Long-term+math+substitute+teacher+George+Padgett+explains+a+concept+to+his+period+4+statistics+class+on+Oct.+3.+

Sarina Falahaty

Long-term math substitute teacher George Padgett explains a concept to his period 4 statistics class on Oct. 3.

Math teacher position still vacant after eight months

To fill a vacant math teacher position, long-term substitute George Padgett teaches advanced math classes alongside the online learning program Edgenuity.

October 4, 2022

As the fall semester began, senior Joseph Botti was surprised to see that there wasn’t a new math teacher among the staff for the new school year.

“I was shocked they still weren’t able to get (a math teacher),” Botti said. “They had all summer to try to hire someone, and the fact that they weren’t able to, shows that not a lot of people want to be teachers.”

A math teacher position at Daniel Pearl Magnet High School (DPMHS) has been vacant for about eight months after former math teacher Lori Seo left the school in February. Following the shortage of teachers in the Los Angeles Unified School District (LAUSD), there has been a significant lack of math teachers specifically. Principal Armen Petrossian interviewed six candidates for a math teacher position in the spring semester, however none were hired. Some accepted other positions or had personal difficulties, while others were just not qualified enough to teach at DPMHS.

“We want to make sure that we have not only a candidate, but a candidate who is going to do a good job with our students,” Petrossian said. “We don’t want to hire just anyone.”

Meanwhile, the position is temporarily being filled by long-term substitute George Padgett, who currently teaches geometry, precalculus and statistics. His curriculum includes whiteboard lectures, textbook work, quizzes and Edgenuity as a grade booster. Most students have no problem with the class but some of them don’t really favor Edgenuity.

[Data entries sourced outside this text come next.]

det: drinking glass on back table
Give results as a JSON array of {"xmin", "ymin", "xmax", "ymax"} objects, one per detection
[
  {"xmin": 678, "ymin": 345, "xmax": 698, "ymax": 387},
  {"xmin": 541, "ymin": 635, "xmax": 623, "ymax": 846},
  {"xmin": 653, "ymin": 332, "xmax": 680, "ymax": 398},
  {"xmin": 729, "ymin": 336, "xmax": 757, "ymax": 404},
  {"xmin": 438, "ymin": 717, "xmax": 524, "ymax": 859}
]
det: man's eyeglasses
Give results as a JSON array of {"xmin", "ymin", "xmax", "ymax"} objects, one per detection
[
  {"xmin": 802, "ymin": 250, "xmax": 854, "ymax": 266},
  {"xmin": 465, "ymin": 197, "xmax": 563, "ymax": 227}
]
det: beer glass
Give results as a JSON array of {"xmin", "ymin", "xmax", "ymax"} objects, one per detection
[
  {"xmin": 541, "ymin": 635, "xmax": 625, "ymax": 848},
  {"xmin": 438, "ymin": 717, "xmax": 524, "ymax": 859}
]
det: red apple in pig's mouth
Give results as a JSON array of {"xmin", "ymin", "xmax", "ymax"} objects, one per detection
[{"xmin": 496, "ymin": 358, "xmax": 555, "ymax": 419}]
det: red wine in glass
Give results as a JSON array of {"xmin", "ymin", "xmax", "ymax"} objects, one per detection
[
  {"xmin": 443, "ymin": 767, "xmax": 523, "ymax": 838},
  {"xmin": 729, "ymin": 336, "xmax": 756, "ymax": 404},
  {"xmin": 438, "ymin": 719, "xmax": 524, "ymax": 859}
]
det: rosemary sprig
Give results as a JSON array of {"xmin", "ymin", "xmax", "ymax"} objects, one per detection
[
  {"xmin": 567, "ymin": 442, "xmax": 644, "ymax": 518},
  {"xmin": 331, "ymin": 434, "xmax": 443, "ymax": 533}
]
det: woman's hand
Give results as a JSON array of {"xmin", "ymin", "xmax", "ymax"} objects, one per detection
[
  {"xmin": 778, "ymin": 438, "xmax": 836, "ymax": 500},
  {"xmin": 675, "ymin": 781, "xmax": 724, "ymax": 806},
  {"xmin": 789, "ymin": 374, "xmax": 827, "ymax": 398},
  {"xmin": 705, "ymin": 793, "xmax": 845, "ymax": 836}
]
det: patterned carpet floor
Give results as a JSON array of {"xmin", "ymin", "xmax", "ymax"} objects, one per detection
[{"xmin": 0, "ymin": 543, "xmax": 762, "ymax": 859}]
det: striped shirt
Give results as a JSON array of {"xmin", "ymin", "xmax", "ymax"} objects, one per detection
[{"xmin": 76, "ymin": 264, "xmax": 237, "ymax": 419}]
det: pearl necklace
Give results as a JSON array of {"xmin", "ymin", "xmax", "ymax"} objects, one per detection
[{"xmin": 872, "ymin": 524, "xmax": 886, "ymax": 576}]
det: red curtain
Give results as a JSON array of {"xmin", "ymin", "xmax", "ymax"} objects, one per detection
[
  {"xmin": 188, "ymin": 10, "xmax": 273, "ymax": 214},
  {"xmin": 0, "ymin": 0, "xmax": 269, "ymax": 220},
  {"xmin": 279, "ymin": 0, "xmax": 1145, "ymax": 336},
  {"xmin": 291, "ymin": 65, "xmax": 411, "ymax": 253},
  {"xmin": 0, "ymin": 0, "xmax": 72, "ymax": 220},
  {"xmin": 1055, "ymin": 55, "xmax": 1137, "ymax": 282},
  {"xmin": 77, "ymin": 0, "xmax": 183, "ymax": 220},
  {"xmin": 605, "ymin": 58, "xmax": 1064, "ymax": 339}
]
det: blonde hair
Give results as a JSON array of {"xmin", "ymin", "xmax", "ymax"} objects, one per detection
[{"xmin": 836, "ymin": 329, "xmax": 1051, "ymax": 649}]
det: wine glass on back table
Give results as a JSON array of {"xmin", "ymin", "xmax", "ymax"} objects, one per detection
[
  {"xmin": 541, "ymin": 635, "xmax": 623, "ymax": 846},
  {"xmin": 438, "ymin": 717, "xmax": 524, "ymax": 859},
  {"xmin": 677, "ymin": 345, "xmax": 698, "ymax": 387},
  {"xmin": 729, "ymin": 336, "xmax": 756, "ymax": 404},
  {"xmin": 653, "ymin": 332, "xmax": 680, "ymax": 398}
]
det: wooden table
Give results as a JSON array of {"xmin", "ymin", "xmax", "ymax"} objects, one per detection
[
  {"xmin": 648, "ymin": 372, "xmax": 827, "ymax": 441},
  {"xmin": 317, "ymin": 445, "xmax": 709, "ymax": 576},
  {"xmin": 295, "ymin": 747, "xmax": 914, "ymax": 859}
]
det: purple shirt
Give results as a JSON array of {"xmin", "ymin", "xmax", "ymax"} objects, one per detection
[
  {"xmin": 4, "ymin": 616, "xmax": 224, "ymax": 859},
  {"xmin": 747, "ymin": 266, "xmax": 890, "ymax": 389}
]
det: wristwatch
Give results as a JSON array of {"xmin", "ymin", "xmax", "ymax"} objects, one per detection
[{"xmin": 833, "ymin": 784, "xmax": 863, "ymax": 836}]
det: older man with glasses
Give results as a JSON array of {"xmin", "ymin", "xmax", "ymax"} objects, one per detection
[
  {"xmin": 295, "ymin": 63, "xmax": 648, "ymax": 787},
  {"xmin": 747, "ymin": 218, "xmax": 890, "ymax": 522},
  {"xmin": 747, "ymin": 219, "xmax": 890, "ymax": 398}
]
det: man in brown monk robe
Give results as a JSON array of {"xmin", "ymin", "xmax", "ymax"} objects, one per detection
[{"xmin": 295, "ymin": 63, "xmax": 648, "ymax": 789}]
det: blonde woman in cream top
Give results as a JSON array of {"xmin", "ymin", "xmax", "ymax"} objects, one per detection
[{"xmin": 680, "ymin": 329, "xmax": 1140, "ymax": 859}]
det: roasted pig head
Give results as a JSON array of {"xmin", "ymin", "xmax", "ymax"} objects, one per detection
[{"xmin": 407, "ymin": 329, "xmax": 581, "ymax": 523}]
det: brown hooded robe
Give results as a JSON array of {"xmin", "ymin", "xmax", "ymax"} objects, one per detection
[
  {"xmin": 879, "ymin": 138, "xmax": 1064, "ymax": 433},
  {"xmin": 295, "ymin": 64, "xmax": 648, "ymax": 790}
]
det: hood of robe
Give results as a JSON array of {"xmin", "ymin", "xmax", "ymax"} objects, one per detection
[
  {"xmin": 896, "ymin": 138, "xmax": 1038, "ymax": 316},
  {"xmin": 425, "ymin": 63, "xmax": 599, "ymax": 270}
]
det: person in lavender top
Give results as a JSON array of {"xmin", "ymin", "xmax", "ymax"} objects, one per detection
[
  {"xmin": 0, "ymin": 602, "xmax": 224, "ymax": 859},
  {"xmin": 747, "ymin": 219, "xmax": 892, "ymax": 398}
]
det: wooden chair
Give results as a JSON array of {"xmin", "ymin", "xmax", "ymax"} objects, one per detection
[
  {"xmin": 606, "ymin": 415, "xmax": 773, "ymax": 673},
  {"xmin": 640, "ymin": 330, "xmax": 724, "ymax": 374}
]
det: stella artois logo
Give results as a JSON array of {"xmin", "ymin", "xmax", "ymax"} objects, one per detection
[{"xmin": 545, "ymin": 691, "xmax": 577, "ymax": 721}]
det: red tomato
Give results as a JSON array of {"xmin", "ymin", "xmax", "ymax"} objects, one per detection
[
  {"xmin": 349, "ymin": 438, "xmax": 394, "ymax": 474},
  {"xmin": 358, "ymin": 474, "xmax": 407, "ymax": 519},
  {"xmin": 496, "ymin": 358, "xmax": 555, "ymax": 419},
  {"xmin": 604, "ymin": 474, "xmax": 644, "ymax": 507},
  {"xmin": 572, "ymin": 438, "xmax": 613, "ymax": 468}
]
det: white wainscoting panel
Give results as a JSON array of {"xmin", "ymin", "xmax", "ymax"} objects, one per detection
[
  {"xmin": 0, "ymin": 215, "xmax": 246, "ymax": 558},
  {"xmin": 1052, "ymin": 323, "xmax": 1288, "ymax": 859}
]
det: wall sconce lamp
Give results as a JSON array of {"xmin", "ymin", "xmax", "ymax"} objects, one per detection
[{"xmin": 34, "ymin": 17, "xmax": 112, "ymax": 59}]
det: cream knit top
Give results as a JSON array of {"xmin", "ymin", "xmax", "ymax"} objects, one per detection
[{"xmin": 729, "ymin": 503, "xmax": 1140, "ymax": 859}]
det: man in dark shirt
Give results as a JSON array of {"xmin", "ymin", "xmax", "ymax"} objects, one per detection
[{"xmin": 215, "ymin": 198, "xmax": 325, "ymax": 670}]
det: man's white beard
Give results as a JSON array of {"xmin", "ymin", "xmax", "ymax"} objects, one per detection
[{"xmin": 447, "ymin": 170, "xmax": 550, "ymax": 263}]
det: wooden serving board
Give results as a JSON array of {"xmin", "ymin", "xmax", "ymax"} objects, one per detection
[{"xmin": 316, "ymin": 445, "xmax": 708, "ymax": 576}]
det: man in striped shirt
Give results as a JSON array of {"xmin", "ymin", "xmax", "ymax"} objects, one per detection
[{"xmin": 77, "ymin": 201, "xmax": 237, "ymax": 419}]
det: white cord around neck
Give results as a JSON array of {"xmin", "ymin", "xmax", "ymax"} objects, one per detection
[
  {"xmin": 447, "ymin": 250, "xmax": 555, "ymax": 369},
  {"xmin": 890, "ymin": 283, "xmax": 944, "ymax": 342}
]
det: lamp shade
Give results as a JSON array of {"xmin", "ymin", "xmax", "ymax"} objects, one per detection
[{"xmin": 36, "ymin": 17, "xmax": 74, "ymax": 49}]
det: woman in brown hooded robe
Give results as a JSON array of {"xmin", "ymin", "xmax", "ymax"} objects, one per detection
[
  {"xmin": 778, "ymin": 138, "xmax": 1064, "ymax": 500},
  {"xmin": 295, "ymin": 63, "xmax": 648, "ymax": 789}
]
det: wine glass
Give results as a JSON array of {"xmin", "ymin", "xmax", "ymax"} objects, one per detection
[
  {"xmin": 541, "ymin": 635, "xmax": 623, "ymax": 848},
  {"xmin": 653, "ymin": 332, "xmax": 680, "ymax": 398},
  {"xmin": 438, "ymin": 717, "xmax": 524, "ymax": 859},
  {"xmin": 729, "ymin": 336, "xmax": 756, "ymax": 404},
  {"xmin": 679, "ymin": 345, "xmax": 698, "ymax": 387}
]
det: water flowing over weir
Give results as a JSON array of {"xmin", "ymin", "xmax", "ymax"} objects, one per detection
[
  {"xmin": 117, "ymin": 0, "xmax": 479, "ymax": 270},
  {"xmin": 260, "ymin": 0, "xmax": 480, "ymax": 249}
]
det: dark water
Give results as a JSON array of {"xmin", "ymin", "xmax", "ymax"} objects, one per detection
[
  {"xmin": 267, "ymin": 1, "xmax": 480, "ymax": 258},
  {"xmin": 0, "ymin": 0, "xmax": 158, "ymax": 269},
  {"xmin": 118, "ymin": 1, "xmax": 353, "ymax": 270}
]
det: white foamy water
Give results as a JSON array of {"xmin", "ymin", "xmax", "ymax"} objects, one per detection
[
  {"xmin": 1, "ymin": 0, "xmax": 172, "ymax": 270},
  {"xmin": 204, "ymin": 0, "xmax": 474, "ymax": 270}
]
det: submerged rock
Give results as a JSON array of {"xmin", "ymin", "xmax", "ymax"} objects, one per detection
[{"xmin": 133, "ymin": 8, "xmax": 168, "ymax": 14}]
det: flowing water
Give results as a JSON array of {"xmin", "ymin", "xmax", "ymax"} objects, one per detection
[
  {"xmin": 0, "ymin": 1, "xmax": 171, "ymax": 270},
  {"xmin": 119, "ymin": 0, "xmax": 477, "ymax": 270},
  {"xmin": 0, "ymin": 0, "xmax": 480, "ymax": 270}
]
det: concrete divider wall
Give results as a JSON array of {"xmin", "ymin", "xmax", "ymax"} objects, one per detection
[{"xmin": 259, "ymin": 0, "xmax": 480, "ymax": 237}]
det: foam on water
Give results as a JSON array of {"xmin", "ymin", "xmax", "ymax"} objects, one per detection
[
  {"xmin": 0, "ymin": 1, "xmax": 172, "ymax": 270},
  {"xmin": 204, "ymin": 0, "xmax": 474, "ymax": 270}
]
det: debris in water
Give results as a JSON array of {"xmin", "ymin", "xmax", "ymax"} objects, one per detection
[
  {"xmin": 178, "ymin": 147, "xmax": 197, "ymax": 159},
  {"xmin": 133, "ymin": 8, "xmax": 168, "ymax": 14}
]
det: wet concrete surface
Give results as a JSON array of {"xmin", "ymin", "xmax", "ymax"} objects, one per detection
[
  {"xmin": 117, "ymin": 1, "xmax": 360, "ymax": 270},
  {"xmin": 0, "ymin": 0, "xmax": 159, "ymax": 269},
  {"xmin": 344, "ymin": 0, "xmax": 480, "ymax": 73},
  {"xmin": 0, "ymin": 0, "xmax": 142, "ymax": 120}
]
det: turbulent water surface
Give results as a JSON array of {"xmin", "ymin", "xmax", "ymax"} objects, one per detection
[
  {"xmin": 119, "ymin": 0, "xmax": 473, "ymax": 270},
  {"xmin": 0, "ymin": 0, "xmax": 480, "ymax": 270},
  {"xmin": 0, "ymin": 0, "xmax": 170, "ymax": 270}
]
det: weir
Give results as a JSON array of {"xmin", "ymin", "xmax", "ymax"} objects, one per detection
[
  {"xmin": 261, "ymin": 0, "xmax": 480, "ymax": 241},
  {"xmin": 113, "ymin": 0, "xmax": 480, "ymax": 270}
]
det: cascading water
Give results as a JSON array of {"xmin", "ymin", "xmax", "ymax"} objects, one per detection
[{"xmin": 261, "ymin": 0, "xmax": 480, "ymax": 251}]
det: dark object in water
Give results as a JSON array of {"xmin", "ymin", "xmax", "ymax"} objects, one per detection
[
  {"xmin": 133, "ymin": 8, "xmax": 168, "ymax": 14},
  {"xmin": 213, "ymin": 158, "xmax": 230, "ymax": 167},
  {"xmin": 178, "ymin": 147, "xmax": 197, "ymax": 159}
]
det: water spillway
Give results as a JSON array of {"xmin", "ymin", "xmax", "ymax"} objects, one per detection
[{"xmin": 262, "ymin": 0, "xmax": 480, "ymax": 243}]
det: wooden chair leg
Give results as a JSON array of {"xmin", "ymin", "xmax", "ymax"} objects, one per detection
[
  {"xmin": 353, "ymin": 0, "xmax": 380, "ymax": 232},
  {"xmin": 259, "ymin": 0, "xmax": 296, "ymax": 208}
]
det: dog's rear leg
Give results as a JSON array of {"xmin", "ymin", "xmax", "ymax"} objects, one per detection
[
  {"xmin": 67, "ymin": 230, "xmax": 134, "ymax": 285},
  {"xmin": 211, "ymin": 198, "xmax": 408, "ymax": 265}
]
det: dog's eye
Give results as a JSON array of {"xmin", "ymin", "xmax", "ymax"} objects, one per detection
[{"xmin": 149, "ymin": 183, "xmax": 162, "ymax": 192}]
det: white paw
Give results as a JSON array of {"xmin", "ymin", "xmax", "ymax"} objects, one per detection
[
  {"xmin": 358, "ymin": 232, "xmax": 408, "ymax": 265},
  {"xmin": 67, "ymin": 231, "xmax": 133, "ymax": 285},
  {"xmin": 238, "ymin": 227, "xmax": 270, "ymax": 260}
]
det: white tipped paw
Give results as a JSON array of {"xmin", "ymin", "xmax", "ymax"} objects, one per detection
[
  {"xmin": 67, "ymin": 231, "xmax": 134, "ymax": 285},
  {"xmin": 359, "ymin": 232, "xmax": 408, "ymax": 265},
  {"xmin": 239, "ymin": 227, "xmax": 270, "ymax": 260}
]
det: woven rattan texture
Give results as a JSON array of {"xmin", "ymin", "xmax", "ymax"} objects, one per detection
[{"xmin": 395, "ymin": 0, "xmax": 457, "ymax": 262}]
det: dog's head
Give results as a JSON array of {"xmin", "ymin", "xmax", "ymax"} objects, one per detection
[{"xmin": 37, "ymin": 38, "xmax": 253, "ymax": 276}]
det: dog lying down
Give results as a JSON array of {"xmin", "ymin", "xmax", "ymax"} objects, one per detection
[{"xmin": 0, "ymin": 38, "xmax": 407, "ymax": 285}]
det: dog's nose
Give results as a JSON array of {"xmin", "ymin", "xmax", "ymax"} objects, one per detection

“I’m personally motivated by deadlines (but) Edgenuity just doesn’t have those hard deadlines that help me and that tell me to go and move, which makes it quite difficult to remind (myself) to get started on things and really work and focus,” said sophomore Andre Arcilla, who is currently taking geometry.

The need for qualified math teachers has become crucial as DPMHS math Smarter Balanced Assessment Consortium (SBAC) scores have been dropping over the last three years and into the pandemic. In 2019, only 19% met SBAC standards while 55% did not meet standards. Not only did DPMHS see a decrease in math scores but LAUSD as a whole experienced a drop in math standards over the course of the pandemic.

During the hiring process, math teacher Tuan “Duke” Huynh has specific qualities he is looking for in his next permanent co-worker. He wants DPMHS to have a good math teacher who can be a strong model for students to follow. 

“I want somebody who is a good person, not just really good at math,” Duke said. “I believe that being good at math doesn’t make you a good math teacher. A good teacher has to care, has to be compassionate, has to understand what the students are going through. That they all have their own stories.”

Prior to working at DPMHS, Padgett worked as the principal of Stoney Point High School for 21 years and he also has experience teaching math and science. He’s been teaching at LAUSD for 35 years and plans to teach at DPMHS for at least the rest of the school year until a permanent teacher is found.

“I plan to be here because there’s a great need for these students to finish the higher level math classes and to have a consistent teacher as opposed to various substitutes coming and going,” Padgett said.

Both students and teachers have been missing former math teacher Seo. Students have said they loved her kind personality and how enjoyable her class was. After she left, some were disappointed that they would not have her as a teacher again or at all.

“I was really sad to hear about her leaving as I had planned to take her (class) for precalculus this year,” junior Cheyanne Losino said. “I liked how she made sure everyone understood before moving on and worked individually with us when we didn’t understand. I loved everything about her class and was disappointed that I couldn’t take it again.”